Hollis was semi-reclined in the passenger seat of an eighteen-wheeler that had picked them up for the final leg of their overnight journey. Lana Somin and Cathy and Tyler Merrick were in the sleeper compartment behind him. When he turned to check on them, mother and son were resting peacefully, but the young lady was not. Her gaze was far away and serene, but there were traces of tears on her cheeks that she hadn’t bothered to wipe away.
They’d just passed through a commercial area of the town and soon their driver slowed and made his wide turn onto a rough service road.
The orange and black signage along this private thoroughfare carried the distinctive logo of HomeWorx, as did the tractor-trailer they were riding in. This company was a family-owned, mid-Atlantic chain of big-box home improvement stores, and up ahead stood one of its original locations, now converted to a regional distribution center. In recent years they’d had to close a number of locations and move their base of operations farther east, rendering this particular warehouse nearly obsolete for its original purpose.
“Take us around back, if you would,” Hollis said.
He alerted young Lana and she woke the others. As the truck pulled to a stop at a loading bay in the rear of the warehouse, Hollis said his thanks to the driver and went inside to meet their contact. When he was assured that all was well he waved the all-clear to the other three.

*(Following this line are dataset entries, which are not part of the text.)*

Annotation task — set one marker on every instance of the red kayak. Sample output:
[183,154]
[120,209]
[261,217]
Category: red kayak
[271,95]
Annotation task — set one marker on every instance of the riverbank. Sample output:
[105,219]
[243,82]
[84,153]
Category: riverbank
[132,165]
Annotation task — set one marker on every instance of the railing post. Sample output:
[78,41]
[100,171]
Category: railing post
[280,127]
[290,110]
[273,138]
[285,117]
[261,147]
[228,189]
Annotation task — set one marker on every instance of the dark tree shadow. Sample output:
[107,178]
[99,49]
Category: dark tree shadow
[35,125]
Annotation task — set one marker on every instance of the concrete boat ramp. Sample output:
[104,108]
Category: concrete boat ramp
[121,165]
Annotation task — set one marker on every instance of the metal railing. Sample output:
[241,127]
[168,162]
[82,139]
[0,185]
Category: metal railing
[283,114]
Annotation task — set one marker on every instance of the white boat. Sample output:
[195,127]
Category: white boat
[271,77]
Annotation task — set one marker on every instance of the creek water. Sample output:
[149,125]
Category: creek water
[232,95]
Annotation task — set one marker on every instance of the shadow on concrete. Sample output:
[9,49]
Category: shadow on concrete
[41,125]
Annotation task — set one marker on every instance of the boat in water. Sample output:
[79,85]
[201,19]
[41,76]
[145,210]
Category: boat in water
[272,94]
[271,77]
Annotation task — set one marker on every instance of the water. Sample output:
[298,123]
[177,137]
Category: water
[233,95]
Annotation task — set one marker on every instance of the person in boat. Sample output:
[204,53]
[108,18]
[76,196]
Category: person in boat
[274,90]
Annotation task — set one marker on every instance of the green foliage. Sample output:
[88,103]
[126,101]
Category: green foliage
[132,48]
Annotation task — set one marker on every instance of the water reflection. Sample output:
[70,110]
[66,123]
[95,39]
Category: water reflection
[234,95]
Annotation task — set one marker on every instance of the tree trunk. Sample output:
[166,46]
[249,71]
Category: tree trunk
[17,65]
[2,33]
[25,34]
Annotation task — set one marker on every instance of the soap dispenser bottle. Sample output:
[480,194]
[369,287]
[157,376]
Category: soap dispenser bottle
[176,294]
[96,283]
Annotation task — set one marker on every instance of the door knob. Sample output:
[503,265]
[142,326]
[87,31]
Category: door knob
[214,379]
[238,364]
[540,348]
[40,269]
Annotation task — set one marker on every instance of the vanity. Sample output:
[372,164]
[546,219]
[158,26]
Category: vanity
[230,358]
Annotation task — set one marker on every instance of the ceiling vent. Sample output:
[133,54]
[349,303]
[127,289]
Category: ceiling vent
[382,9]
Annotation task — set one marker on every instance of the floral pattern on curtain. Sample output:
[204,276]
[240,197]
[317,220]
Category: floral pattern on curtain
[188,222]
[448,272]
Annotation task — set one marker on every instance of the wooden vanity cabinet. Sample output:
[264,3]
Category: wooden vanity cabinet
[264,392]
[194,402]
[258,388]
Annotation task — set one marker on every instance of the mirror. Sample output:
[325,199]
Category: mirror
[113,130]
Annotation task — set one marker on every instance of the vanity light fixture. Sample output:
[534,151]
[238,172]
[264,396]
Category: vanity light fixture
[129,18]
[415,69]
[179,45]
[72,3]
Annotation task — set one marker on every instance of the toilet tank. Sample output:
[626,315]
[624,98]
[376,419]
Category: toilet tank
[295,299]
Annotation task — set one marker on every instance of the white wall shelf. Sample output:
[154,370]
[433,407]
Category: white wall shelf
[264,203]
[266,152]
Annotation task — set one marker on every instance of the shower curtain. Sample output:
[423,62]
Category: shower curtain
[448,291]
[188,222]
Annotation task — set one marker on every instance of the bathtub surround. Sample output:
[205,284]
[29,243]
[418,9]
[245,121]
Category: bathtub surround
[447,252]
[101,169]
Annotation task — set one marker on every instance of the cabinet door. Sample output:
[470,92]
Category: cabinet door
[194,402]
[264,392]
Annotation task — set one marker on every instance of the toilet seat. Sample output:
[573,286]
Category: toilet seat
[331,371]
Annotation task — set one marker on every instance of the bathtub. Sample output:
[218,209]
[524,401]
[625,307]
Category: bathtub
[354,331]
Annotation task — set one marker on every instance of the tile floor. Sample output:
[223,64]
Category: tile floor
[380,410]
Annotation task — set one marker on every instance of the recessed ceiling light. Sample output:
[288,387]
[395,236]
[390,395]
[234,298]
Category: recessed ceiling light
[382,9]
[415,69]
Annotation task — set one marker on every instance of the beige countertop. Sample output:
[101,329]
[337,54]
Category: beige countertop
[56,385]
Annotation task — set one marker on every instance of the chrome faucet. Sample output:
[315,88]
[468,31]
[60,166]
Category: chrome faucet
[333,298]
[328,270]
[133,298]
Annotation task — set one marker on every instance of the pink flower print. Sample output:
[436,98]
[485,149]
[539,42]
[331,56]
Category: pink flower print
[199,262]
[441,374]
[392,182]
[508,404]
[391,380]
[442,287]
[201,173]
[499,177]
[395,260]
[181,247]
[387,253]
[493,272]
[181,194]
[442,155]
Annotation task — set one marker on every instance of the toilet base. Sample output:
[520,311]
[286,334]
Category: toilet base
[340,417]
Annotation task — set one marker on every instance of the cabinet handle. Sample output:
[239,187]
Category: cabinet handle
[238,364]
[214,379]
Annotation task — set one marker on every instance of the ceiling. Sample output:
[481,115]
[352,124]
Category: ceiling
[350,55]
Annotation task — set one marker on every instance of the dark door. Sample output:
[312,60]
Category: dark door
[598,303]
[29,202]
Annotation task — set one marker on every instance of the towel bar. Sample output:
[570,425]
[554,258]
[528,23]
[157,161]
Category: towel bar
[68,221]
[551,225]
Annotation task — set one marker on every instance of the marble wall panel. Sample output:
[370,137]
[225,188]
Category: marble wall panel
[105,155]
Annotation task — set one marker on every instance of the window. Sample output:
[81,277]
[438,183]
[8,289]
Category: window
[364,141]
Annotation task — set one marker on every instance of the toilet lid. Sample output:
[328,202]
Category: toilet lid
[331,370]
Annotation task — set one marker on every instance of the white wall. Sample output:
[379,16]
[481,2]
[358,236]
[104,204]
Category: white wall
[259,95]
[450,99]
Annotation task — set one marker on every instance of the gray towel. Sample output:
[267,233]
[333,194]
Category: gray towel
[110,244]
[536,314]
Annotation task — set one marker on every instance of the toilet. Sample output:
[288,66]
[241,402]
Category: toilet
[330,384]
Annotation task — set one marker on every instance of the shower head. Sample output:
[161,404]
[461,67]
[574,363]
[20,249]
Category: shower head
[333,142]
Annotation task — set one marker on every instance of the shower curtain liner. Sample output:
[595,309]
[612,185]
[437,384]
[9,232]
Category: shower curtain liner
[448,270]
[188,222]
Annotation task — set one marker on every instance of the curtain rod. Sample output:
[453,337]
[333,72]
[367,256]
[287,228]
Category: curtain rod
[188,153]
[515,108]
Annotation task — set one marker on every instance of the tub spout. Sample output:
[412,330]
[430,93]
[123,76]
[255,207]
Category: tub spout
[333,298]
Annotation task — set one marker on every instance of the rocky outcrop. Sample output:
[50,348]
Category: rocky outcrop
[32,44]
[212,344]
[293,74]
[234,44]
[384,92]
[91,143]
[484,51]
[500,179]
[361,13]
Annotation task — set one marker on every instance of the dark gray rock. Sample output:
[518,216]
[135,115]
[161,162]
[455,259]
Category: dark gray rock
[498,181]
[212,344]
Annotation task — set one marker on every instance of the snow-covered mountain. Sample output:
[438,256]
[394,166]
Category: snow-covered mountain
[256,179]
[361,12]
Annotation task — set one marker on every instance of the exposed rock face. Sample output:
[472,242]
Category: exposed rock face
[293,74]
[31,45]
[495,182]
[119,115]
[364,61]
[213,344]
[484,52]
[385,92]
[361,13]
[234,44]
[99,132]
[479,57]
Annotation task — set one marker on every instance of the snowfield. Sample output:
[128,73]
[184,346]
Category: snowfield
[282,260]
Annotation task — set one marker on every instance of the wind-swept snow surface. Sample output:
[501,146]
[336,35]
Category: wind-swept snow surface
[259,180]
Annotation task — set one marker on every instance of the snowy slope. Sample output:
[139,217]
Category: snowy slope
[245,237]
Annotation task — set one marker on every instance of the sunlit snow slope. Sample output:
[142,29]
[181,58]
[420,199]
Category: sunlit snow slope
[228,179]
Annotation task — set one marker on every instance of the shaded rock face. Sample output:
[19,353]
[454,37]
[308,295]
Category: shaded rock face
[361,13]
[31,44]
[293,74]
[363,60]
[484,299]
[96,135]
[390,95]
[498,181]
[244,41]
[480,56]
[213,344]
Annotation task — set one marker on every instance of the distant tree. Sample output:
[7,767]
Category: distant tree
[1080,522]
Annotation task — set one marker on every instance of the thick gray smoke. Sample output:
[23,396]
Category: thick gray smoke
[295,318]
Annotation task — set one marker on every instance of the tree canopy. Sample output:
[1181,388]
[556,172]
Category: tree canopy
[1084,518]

The head of this chain had been a longtime supporter of Molly’s mother and he’d been happy to help when he’d gotten the call. Ask anything, he’d said, and Hollis had asked for a lot.
So they could blend in as much as possible, the four of them were issued light orange coveralls like those worn by the staff. After they’d changed, Hollis called them together in a cavernous vehicle bay, along with a small group of carefully screened employees who’d been put at his disposal for the day.
“Let me make something clear,” Hollis said. “If this goes bad today, if we get cornered by the cops—I mean actual law enforcement—we won’t put up a fight. We don’t fire a shot or raise a hand to the police. If it comes down to that I’ll go out and give myself up, alone, and all of you will swear on a Bible that I forced you here at gunpoint. They’ll believe that right off, things being as they are. We’ll send word to Molly beforehand so they won’t get her, too, and then I’ll take the fall for all this. Everybody understand?”
No one looked happy at the prospect, but they all agreed.
“Now,” Hollis continued, “the clock’s running, and I’d say we’ve got a good morning’s work ahead of us. I’ve radioed the others that we’re all clear so far but we don’t know exactly when they’re coming, so we’ve got to be ready ASAP. First, we need security. You”—he pointed to the heftiest of the local men and read his nameplate—“Hector, you pick your own partner, and then you two boys keep watch for anyone who doesn’t belong here. Don’t confront anybody.” He slid a pair of in-store handheld radios across the table. “Just call me and tell me what you see. Keep that walkie-talkie on channel 14. Okay?”